Tuesday 16/10/12 Felicity Millner, Herald Sun Law Blog
Opinion: Good planning should be based on community consultation, expert advice, accountability and transparency.
Last Thursday, Minister for Planning, Matthew Guy MP, made a last-minute, political decision to avoid proper planning processes that is completely contrary to principles of good planning.
The Minister amended the Glenelg Planning Scheme to allow development of 10 houses and a subdivision in Narrawong, on the South-west coast of Victoria, without a planning permit.
The decision was made 2 business days before a hearing in the Victorian Civil and Administrative Tribunal, testing his decision to approve these developments, was due to commence.
The planning scheme amendments have effectively removed the ability of VCAT to turn its independent, expert eye to reviewing the Minister’s decision.
The Minister has publicly stated that he amended the Planning Scheme to avoid the VCAT hearing in order to fulfill an election promise, stating on ABC Radio “The Government is doing what it said it would do.”
The sites that were to be the subject of the VCAT hearing are on a primary dune.
Expert evidence filed in VCAT stated that the houses that are proposed to be built are likely to be washed into the sea in a couple of decades' time, as a result of coastal erosion and climate change.
At the hearing, there were going to be arguments about whether the developments would be inconsistent with Victorian’s Coastal Strategy, a important planning document developed over several years, based on expert input and community consultation, and designed to guide responsible coastal development.
Planners like to talk about “fair and orderly” planning.
The effect of the Minister’s decision is anything but fair and orderly.
His decision effectively privileges a handful of sites over hundreds of other sites on vulnerable coastal land which have to have comply with Victoria’s Coastal Strategy.

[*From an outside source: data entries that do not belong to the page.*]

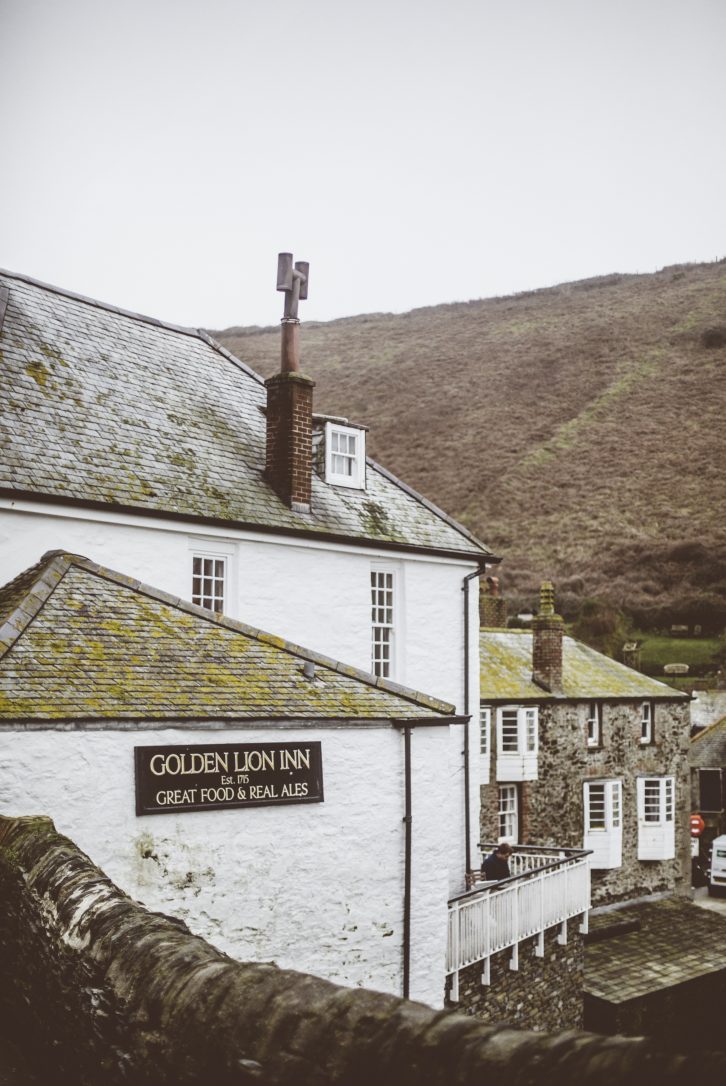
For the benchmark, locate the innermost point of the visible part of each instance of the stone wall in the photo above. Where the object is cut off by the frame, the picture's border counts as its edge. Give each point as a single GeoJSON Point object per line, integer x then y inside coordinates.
{"type": "Point", "coordinates": [543, 994]}
{"type": "Point", "coordinates": [551, 807]}
{"type": "Point", "coordinates": [244, 879]}
{"type": "Point", "coordinates": [101, 993]}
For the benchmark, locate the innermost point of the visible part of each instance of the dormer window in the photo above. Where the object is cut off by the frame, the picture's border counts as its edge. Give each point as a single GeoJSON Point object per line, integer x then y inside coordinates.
{"type": "Point", "coordinates": [345, 455]}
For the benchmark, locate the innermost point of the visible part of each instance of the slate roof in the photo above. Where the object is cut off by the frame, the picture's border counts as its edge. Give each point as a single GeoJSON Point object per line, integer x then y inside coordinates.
{"type": "Point", "coordinates": [676, 942]}
{"type": "Point", "coordinates": [100, 405]}
{"type": "Point", "coordinates": [709, 746]}
{"type": "Point", "coordinates": [80, 642]}
{"type": "Point", "coordinates": [506, 672]}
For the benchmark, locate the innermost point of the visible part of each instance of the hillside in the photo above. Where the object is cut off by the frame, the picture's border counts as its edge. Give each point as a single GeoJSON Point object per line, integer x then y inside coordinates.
{"type": "Point", "coordinates": [578, 430]}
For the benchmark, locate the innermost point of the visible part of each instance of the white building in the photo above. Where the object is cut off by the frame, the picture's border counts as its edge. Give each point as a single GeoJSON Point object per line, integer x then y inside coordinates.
{"type": "Point", "coordinates": [151, 450]}
{"type": "Point", "coordinates": [285, 806]}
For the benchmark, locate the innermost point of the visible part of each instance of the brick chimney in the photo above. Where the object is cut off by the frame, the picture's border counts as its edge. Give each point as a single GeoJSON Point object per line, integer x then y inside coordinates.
{"type": "Point", "coordinates": [289, 451]}
{"type": "Point", "coordinates": [492, 606]}
{"type": "Point", "coordinates": [547, 630]}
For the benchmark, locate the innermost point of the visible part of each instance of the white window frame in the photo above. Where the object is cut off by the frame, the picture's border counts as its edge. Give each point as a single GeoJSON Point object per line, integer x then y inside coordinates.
{"type": "Point", "coordinates": [595, 724]}
{"type": "Point", "coordinates": [605, 840]}
{"type": "Point", "coordinates": [647, 714]}
{"type": "Point", "coordinates": [656, 799]}
{"type": "Point", "coordinates": [508, 813]}
{"type": "Point", "coordinates": [354, 478]}
{"type": "Point", "coordinates": [199, 597]}
{"type": "Point", "coordinates": [383, 622]}
{"type": "Point", "coordinates": [485, 731]}
{"type": "Point", "coordinates": [519, 762]}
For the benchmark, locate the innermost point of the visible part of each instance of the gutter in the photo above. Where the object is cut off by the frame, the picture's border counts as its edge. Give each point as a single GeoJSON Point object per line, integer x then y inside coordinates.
{"type": "Point", "coordinates": [406, 727]}
{"type": "Point", "coordinates": [467, 711]}
{"type": "Point", "coordinates": [407, 860]}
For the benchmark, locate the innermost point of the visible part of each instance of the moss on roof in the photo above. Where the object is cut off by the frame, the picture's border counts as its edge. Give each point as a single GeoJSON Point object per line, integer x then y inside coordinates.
{"type": "Point", "coordinates": [506, 672]}
{"type": "Point", "coordinates": [709, 747]}
{"type": "Point", "coordinates": [87, 384]}
{"type": "Point", "coordinates": [80, 642]}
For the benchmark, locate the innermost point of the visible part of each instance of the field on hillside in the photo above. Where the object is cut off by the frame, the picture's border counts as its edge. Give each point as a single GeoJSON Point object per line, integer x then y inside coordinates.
{"type": "Point", "coordinates": [577, 430]}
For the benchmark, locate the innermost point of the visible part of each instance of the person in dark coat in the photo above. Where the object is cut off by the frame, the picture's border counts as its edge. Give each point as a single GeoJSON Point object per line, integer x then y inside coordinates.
{"type": "Point", "coordinates": [496, 864]}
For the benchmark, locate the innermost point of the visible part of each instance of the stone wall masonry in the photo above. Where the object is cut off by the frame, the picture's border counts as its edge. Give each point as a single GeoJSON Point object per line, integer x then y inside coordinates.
{"type": "Point", "coordinates": [544, 994]}
{"type": "Point", "coordinates": [103, 993]}
{"type": "Point", "coordinates": [551, 807]}
{"type": "Point", "coordinates": [244, 879]}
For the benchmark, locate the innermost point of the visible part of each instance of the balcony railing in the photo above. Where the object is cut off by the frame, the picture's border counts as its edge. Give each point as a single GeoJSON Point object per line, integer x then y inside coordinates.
{"type": "Point", "coordinates": [547, 888]}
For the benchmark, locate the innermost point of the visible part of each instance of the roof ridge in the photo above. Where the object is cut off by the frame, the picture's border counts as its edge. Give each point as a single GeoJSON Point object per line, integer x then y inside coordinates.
{"type": "Point", "coordinates": [223, 620]}
{"type": "Point", "coordinates": [52, 568]}
{"type": "Point", "coordinates": [433, 508]}
{"type": "Point", "coordinates": [103, 305]}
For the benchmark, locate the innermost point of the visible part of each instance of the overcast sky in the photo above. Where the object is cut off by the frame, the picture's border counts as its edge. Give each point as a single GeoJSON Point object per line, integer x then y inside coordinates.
{"type": "Point", "coordinates": [158, 153]}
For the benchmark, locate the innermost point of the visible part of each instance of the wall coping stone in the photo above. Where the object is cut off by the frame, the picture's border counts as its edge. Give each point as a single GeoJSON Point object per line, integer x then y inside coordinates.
{"type": "Point", "coordinates": [194, 1015]}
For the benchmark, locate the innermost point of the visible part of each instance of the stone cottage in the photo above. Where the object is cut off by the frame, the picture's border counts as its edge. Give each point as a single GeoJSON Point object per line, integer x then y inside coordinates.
{"type": "Point", "coordinates": [576, 749]}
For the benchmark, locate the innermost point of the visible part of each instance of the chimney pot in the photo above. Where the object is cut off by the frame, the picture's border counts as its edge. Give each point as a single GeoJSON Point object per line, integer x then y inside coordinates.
{"type": "Point", "coordinates": [289, 449]}
{"type": "Point", "coordinates": [547, 631]}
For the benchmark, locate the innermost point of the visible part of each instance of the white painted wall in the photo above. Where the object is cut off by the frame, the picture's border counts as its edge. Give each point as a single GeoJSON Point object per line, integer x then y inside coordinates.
{"type": "Point", "coordinates": [317, 887]}
{"type": "Point", "coordinates": [314, 593]}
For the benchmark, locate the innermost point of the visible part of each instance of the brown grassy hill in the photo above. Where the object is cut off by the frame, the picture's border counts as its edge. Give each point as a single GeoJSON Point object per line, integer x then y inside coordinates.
{"type": "Point", "coordinates": [578, 430]}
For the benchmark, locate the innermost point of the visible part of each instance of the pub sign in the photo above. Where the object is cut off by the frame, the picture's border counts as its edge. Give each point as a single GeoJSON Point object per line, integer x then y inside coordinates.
{"type": "Point", "coordinates": [221, 775]}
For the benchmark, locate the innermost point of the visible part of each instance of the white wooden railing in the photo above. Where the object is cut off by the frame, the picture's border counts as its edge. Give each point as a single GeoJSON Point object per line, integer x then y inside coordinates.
{"type": "Point", "coordinates": [549, 891]}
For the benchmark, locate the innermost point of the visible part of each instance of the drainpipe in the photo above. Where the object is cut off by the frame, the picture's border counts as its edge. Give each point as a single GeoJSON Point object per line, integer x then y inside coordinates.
{"type": "Point", "coordinates": [467, 711]}
{"type": "Point", "coordinates": [407, 860]}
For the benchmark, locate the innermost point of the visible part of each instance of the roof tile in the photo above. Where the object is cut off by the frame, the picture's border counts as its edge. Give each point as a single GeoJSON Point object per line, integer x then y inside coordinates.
{"type": "Point", "coordinates": [90, 382]}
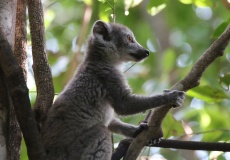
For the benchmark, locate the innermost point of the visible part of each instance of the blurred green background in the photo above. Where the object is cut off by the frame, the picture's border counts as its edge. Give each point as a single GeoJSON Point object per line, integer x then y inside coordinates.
{"type": "Point", "coordinates": [176, 32]}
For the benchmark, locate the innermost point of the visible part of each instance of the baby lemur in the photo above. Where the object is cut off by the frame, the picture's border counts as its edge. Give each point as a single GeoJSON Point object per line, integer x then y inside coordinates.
{"type": "Point", "coordinates": [79, 124]}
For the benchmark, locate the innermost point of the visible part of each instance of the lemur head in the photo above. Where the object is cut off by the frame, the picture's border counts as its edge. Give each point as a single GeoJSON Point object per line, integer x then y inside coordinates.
{"type": "Point", "coordinates": [114, 43]}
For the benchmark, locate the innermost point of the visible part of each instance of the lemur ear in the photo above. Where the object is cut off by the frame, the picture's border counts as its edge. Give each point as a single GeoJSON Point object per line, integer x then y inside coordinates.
{"type": "Point", "coordinates": [101, 28]}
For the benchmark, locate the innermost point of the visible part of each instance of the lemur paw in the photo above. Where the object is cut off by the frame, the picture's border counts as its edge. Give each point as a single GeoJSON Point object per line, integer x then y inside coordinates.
{"type": "Point", "coordinates": [142, 126]}
{"type": "Point", "coordinates": [154, 141]}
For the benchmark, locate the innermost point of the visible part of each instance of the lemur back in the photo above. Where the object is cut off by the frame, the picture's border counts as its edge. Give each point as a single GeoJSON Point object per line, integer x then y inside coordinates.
{"type": "Point", "coordinates": [80, 122]}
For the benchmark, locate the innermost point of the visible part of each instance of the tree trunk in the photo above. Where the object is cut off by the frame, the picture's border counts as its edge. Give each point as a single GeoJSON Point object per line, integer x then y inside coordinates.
{"type": "Point", "coordinates": [11, 135]}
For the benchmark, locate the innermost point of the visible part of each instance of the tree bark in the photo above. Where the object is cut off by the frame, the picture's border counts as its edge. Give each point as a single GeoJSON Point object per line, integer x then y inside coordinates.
{"type": "Point", "coordinates": [18, 91]}
{"type": "Point", "coordinates": [42, 72]}
{"type": "Point", "coordinates": [9, 125]}
{"type": "Point", "coordinates": [191, 80]}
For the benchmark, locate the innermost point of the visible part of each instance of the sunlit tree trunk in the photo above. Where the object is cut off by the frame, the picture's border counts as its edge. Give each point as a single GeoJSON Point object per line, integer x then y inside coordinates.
{"type": "Point", "coordinates": [10, 140]}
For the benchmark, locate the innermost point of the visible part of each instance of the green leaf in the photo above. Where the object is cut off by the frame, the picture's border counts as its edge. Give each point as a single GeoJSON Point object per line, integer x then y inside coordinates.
{"type": "Point", "coordinates": [102, 1]}
{"type": "Point", "coordinates": [172, 127]}
{"type": "Point", "coordinates": [168, 61]}
{"type": "Point", "coordinates": [199, 3]}
{"type": "Point", "coordinates": [208, 93]}
{"type": "Point", "coordinates": [155, 7]}
{"type": "Point", "coordinates": [220, 29]}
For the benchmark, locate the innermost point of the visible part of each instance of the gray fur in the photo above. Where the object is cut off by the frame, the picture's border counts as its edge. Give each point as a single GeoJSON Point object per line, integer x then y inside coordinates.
{"type": "Point", "coordinates": [77, 125]}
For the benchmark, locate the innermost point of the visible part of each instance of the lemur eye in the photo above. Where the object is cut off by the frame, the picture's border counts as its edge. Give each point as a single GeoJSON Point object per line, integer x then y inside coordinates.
{"type": "Point", "coordinates": [130, 39]}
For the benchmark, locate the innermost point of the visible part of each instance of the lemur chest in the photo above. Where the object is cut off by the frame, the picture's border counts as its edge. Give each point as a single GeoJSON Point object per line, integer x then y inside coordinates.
{"type": "Point", "coordinates": [108, 114]}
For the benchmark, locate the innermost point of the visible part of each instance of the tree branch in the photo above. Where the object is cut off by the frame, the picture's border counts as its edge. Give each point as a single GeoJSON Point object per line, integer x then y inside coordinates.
{"type": "Point", "coordinates": [193, 145]}
{"type": "Point", "coordinates": [20, 98]}
{"type": "Point", "coordinates": [42, 72]}
{"type": "Point", "coordinates": [192, 79]}
{"type": "Point", "coordinates": [175, 144]}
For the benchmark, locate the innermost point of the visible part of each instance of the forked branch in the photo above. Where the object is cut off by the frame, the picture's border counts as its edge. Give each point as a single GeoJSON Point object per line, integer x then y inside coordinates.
{"type": "Point", "coordinates": [191, 80]}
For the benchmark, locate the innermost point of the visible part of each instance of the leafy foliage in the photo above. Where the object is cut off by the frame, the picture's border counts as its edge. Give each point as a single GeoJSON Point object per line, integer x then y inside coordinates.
{"type": "Point", "coordinates": [176, 33]}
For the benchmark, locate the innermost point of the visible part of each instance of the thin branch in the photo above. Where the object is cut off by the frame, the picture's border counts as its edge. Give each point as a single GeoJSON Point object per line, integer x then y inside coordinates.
{"type": "Point", "coordinates": [193, 145]}
{"type": "Point", "coordinates": [42, 72]}
{"type": "Point", "coordinates": [192, 79]}
{"type": "Point", "coordinates": [175, 144]}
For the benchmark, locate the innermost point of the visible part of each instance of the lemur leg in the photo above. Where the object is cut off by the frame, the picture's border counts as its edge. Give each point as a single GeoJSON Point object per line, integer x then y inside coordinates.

The decision has left members of the local Narrawong community feeling robbed of their right to have their day in VCAT, where their arguments for protection of the environment and cultural heritage could be heard.
Decisions like the one the Minister made, that avoid accountability, favour a few and undermine opportunities for public participation in planning decisions, erode public confidence in the planning process.
This should be a concern to all of us who value our natural and built environments.
The Minister ought not be above the law. One of the problems with Victoria’s planning laws is that it allows Planning Ministers to call in planning decisions, with limited restriction as to when this power can be exercised.
It also allows Planning Ministers to amend planning schemes without having to give notice or consult with the community, again with few limitations on when and how the Minister can exercise these powers. Cases like this one show why this needs to be fixed.
The current planning Minister has used these powers recently to rezone land farming land to residential land on Phillip Island, in a manner that went against the wishes of the local community and the work done by the local council to determine the best outcomes for the site.
Media later reported that this was done following a request from someone within the Liberal Party. This matter is currently before the Supreme Court.
The former Planning Minister Justin Madden was also heavily criticised for abusing his discretionary powers and not having due regard to the proper planning processes, including by the current planning minister himself.
Following the Hotel Windsor affair, which revealed that Justin Madden had no intention of taking into account comments received through public consultation, Guy condemned Madden’s behaviour as “destroy(ing) the independence of the planning process.”
Years of work, done to enable sensible, forward-looking planning decisions to be made to deal with the threat of climate change, have been bypassed in this case.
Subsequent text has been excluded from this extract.